Ingredients
The following ingredients have 4 Servings
- 1-2 tbsp canola oil
- 1 cup thinly sliced carrots
- 1 thick bunch of green onion (thinly sliced)
- 4 garlic cloves (minced)
- 1-2 tsp ground ginger
- 3-4 cups rotissere chicken (pulled and roughly chopped)
- salt & pepper (to taste)
- 6 1/2 cups chicken broth
- 2- 3 tbsp soy sauce (to taste)
- 3 tbsp rice vinegar
- 1 tbsp Sriracha
- 1 tbsp sesame oil
- 1 tbsp sugar
- 3 cups lightly packed (roughly chopped Napa cabbage)
- 6 oz crimini mushrooms (thinly sliced)
- 1 1/2-2 packages dry ramen (seasoning packets discarded)
- 1/2 cup chopped fresh cilantro
Instruction
- In a large skillet over medium-high heat, heat the canola oil. Add in the carrots and saute about 3 minutes. Stir in the green onions, garlic, and ginger and saute 2 minutes longer.
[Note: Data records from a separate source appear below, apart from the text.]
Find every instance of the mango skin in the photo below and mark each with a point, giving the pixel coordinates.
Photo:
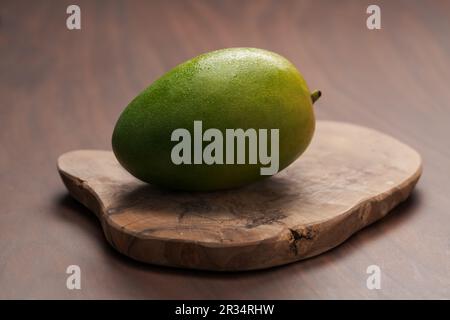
(226, 89)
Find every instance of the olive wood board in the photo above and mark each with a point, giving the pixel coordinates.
(348, 178)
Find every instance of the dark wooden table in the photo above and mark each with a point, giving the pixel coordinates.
(62, 90)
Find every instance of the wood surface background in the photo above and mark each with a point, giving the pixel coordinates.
(62, 90)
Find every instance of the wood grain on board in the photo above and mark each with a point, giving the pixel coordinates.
(349, 177)
(63, 90)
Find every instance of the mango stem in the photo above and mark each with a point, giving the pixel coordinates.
(316, 95)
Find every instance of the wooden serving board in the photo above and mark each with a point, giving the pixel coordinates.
(348, 178)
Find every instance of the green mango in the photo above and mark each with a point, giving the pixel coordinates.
(244, 88)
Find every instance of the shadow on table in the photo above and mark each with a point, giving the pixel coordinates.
(395, 218)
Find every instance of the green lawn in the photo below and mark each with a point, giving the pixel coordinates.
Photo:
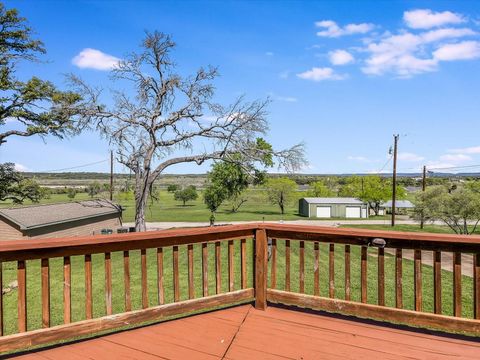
(440, 229)
(166, 208)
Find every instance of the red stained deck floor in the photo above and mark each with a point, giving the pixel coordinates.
(277, 333)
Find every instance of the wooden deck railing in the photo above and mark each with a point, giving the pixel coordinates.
(204, 268)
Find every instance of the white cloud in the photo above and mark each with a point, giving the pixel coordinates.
(287, 98)
(359, 158)
(438, 165)
(95, 59)
(410, 157)
(426, 18)
(465, 50)
(332, 30)
(320, 74)
(397, 54)
(406, 54)
(340, 57)
(468, 150)
(20, 167)
(446, 33)
(455, 158)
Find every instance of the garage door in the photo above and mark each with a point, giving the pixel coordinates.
(353, 212)
(324, 211)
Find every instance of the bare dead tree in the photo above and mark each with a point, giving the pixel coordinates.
(170, 117)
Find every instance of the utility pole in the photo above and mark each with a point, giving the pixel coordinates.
(111, 175)
(394, 182)
(424, 185)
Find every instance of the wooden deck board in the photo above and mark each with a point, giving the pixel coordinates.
(277, 333)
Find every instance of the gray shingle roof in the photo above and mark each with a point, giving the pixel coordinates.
(30, 217)
(333, 200)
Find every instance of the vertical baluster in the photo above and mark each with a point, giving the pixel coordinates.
(261, 269)
(347, 273)
(176, 277)
(331, 271)
(287, 265)
(381, 277)
(205, 268)
(398, 279)
(364, 285)
(273, 269)
(67, 290)
(108, 283)
(476, 286)
(243, 250)
(231, 272)
(437, 282)
(143, 264)
(218, 268)
(302, 267)
(417, 270)
(22, 295)
(160, 279)
(191, 286)
(88, 287)
(457, 284)
(126, 280)
(45, 274)
(316, 270)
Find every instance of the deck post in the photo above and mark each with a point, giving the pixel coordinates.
(261, 269)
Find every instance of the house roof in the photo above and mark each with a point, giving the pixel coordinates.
(333, 200)
(36, 216)
(399, 204)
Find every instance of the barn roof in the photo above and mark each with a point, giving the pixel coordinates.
(36, 216)
(399, 204)
(333, 200)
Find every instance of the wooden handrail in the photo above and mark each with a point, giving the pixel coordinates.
(394, 239)
(45, 249)
(14, 250)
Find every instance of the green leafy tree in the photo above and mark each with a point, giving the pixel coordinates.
(233, 178)
(15, 187)
(188, 194)
(459, 209)
(94, 189)
(372, 189)
(280, 192)
(172, 188)
(213, 196)
(36, 106)
(71, 193)
(320, 189)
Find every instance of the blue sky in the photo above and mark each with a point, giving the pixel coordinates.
(343, 76)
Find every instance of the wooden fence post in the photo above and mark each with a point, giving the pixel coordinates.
(261, 269)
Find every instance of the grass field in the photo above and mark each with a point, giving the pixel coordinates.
(78, 281)
(256, 208)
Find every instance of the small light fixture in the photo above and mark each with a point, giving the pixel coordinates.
(377, 242)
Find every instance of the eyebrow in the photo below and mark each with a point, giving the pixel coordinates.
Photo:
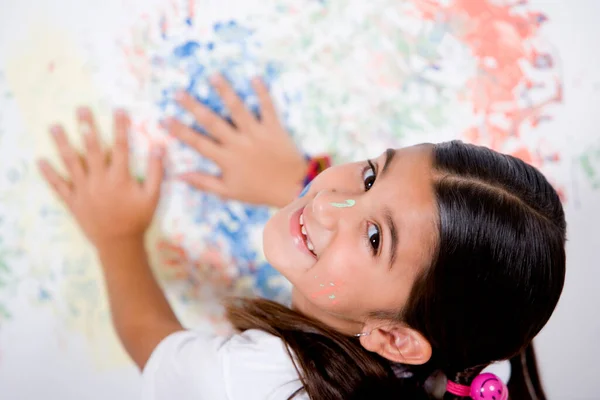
(389, 155)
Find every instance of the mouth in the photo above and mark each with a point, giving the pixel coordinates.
(300, 234)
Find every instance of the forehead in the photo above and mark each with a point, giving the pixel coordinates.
(407, 190)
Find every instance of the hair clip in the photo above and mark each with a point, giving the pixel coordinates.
(485, 386)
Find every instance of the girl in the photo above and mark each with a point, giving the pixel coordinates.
(425, 260)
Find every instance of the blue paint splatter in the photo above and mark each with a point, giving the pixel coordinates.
(199, 60)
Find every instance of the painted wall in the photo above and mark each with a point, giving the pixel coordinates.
(349, 77)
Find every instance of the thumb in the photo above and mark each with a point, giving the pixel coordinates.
(154, 174)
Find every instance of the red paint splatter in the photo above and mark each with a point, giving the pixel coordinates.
(501, 40)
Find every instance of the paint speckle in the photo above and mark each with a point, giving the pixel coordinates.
(346, 203)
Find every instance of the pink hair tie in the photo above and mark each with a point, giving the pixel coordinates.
(485, 386)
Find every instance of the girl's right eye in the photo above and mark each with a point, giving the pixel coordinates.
(369, 176)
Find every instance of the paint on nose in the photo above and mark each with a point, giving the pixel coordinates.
(346, 203)
(305, 190)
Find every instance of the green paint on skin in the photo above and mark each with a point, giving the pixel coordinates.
(347, 203)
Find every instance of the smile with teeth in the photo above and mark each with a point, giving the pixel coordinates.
(307, 241)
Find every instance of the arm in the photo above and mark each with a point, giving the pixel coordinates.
(114, 211)
(259, 161)
(140, 312)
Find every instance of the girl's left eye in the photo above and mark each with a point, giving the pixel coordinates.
(373, 237)
(369, 176)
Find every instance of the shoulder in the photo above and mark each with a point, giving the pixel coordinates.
(256, 359)
(194, 365)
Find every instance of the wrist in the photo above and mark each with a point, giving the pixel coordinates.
(114, 244)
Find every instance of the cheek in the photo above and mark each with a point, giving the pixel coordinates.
(336, 280)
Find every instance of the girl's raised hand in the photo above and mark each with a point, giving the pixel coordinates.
(259, 161)
(107, 202)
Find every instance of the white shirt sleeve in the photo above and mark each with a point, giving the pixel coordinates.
(188, 365)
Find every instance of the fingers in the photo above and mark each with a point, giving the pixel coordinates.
(216, 126)
(202, 144)
(205, 182)
(70, 158)
(95, 156)
(240, 115)
(154, 174)
(268, 113)
(60, 186)
(120, 153)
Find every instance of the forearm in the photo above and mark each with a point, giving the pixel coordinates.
(141, 314)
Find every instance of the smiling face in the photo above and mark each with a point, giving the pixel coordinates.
(357, 240)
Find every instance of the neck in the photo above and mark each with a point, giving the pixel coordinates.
(338, 322)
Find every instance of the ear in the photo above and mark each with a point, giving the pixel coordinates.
(397, 343)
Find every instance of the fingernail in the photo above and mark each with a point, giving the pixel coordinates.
(55, 129)
(83, 112)
(156, 151)
(180, 95)
(85, 128)
(167, 123)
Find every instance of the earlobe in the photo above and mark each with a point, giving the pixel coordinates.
(399, 344)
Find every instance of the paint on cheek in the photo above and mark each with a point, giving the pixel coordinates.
(346, 203)
(326, 291)
(305, 190)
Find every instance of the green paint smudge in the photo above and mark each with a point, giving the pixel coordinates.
(347, 203)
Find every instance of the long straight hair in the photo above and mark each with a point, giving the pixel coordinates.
(495, 278)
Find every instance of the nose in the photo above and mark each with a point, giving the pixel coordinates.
(329, 206)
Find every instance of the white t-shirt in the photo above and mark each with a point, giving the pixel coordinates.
(189, 365)
(253, 365)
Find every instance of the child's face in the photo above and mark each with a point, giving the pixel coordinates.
(357, 265)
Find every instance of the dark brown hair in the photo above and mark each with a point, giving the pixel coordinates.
(495, 278)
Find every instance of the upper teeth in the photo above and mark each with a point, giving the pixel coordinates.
(309, 244)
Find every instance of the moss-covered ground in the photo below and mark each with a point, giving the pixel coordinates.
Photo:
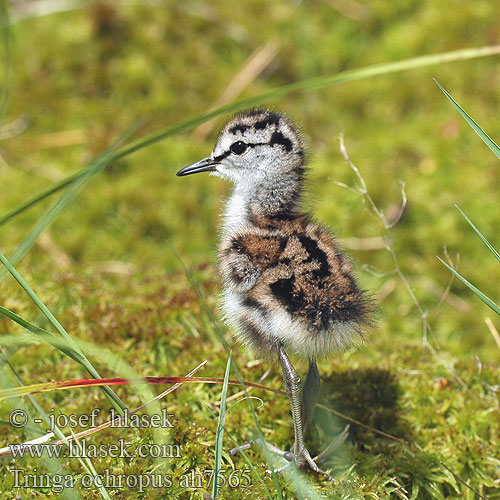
(107, 270)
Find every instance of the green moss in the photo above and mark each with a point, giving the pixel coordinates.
(110, 278)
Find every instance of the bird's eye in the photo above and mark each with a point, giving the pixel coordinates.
(238, 147)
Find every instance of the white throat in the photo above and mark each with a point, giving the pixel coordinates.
(236, 211)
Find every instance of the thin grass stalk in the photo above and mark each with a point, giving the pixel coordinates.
(479, 131)
(70, 492)
(219, 440)
(110, 394)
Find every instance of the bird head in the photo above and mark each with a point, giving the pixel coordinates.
(254, 146)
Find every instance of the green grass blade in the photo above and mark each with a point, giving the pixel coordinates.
(485, 241)
(110, 394)
(65, 200)
(478, 292)
(219, 440)
(479, 131)
(7, 57)
(244, 456)
(67, 492)
(45, 335)
(271, 95)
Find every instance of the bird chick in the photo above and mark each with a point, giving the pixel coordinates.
(287, 286)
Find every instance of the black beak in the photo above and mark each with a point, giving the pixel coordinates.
(205, 165)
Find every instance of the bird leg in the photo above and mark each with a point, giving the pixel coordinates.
(303, 402)
(293, 388)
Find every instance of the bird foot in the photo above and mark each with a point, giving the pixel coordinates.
(301, 457)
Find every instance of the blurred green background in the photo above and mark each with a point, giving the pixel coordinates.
(80, 78)
(81, 75)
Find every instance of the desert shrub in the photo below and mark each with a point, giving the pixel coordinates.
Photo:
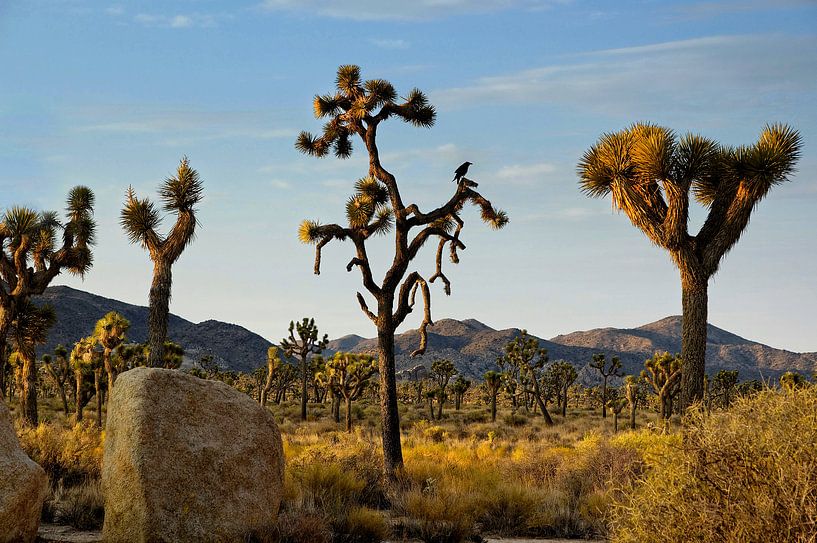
(80, 506)
(301, 527)
(68, 455)
(742, 475)
(435, 517)
(360, 525)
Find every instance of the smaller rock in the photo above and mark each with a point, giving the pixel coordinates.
(23, 487)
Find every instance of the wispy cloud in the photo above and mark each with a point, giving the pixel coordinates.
(192, 20)
(418, 10)
(525, 174)
(703, 74)
(390, 44)
(180, 127)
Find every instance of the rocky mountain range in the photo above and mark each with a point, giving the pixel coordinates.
(470, 344)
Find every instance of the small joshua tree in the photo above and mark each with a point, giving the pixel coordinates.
(59, 369)
(30, 329)
(140, 220)
(599, 363)
(273, 364)
(351, 373)
(616, 404)
(493, 382)
(302, 347)
(110, 332)
(32, 255)
(631, 393)
(650, 172)
(562, 375)
(442, 371)
(376, 207)
(524, 354)
(460, 387)
(663, 374)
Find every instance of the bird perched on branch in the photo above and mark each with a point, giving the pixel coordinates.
(460, 172)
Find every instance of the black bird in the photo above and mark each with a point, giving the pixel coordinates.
(460, 172)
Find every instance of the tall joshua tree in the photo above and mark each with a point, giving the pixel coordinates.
(302, 347)
(524, 354)
(140, 218)
(650, 172)
(376, 207)
(110, 332)
(32, 254)
(606, 370)
(30, 328)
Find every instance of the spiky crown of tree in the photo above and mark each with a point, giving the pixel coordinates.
(140, 217)
(31, 253)
(521, 352)
(110, 330)
(649, 172)
(31, 326)
(376, 207)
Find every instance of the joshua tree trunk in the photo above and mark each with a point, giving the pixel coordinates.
(28, 397)
(98, 389)
(78, 405)
(390, 418)
(493, 407)
(304, 387)
(159, 310)
(540, 402)
(109, 369)
(5, 324)
(694, 300)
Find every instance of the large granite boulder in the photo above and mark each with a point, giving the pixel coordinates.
(23, 487)
(187, 460)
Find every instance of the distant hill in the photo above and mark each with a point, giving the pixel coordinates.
(232, 346)
(470, 344)
(474, 348)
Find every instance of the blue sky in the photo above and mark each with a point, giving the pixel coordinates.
(113, 94)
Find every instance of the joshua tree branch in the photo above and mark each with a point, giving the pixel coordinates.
(362, 301)
(426, 316)
(405, 305)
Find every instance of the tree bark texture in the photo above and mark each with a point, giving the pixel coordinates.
(159, 310)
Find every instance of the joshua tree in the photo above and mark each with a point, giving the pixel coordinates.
(600, 363)
(650, 173)
(562, 375)
(110, 332)
(304, 346)
(351, 373)
(663, 373)
(792, 380)
(31, 254)
(523, 353)
(631, 393)
(725, 382)
(30, 328)
(273, 364)
(442, 370)
(493, 381)
(86, 358)
(460, 387)
(58, 369)
(376, 207)
(140, 218)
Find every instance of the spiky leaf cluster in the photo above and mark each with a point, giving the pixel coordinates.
(355, 105)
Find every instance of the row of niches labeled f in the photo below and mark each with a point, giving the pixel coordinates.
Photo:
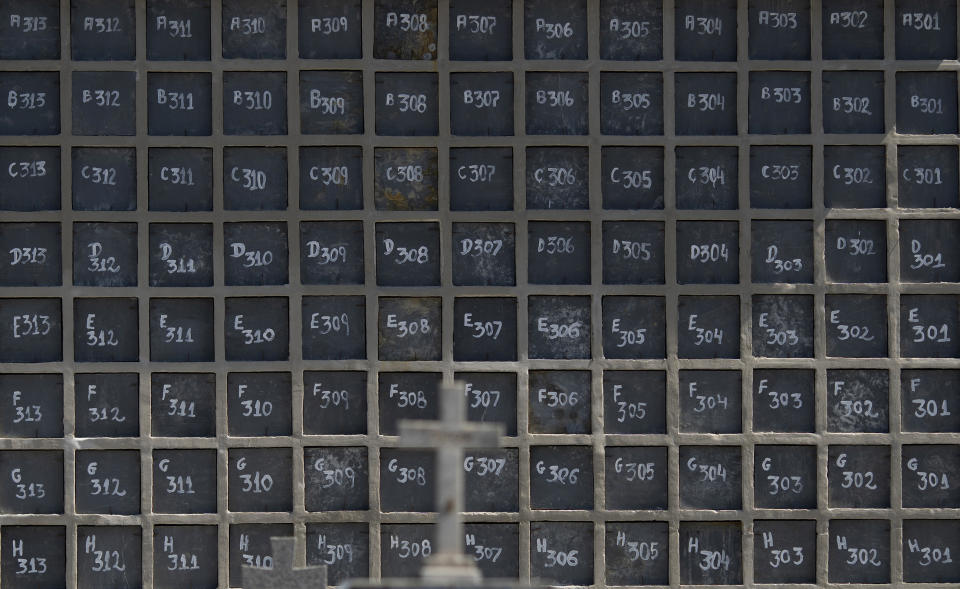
(480, 103)
(331, 178)
(485, 329)
(561, 477)
(481, 254)
(559, 402)
(561, 553)
(479, 29)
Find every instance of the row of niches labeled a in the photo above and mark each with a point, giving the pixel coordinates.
(486, 329)
(478, 29)
(560, 552)
(561, 478)
(338, 403)
(480, 103)
(331, 178)
(483, 254)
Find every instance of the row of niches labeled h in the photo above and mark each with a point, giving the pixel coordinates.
(480, 103)
(486, 329)
(480, 254)
(562, 553)
(479, 30)
(557, 402)
(331, 178)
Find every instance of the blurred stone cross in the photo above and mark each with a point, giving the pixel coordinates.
(282, 575)
(449, 437)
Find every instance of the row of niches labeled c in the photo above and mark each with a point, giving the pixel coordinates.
(478, 29)
(635, 552)
(481, 254)
(632, 178)
(338, 403)
(486, 329)
(480, 104)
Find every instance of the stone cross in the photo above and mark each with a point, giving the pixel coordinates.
(449, 437)
(283, 575)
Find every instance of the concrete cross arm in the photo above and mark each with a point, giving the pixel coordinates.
(283, 575)
(437, 434)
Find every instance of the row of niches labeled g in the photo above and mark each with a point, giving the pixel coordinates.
(635, 552)
(181, 179)
(478, 29)
(561, 478)
(408, 254)
(339, 403)
(486, 329)
(481, 103)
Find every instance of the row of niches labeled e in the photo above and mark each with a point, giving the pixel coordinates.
(335, 403)
(181, 179)
(561, 553)
(481, 103)
(337, 478)
(408, 254)
(485, 329)
(478, 29)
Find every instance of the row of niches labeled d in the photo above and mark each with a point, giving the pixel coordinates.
(480, 30)
(559, 402)
(481, 103)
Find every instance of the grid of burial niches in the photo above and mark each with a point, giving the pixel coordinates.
(830, 153)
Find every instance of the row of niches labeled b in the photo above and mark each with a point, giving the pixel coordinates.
(480, 103)
(409, 254)
(182, 179)
(559, 402)
(478, 29)
(486, 329)
(635, 552)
- Stir in the chicken, chicken broth, soy sauce, rice vinegar, Sriracha, sesame oil, sugar, cabbage and mushrooms and bring the soup to a rolling boil. Let it boil for 2-3 minutes. Reduce the heat to medium, and add in the noodles and cook 3 - 5 minutes longer, stirring occasionally, until noodles are tender.
- Serve the soup warm and sprinkled with the cilantro.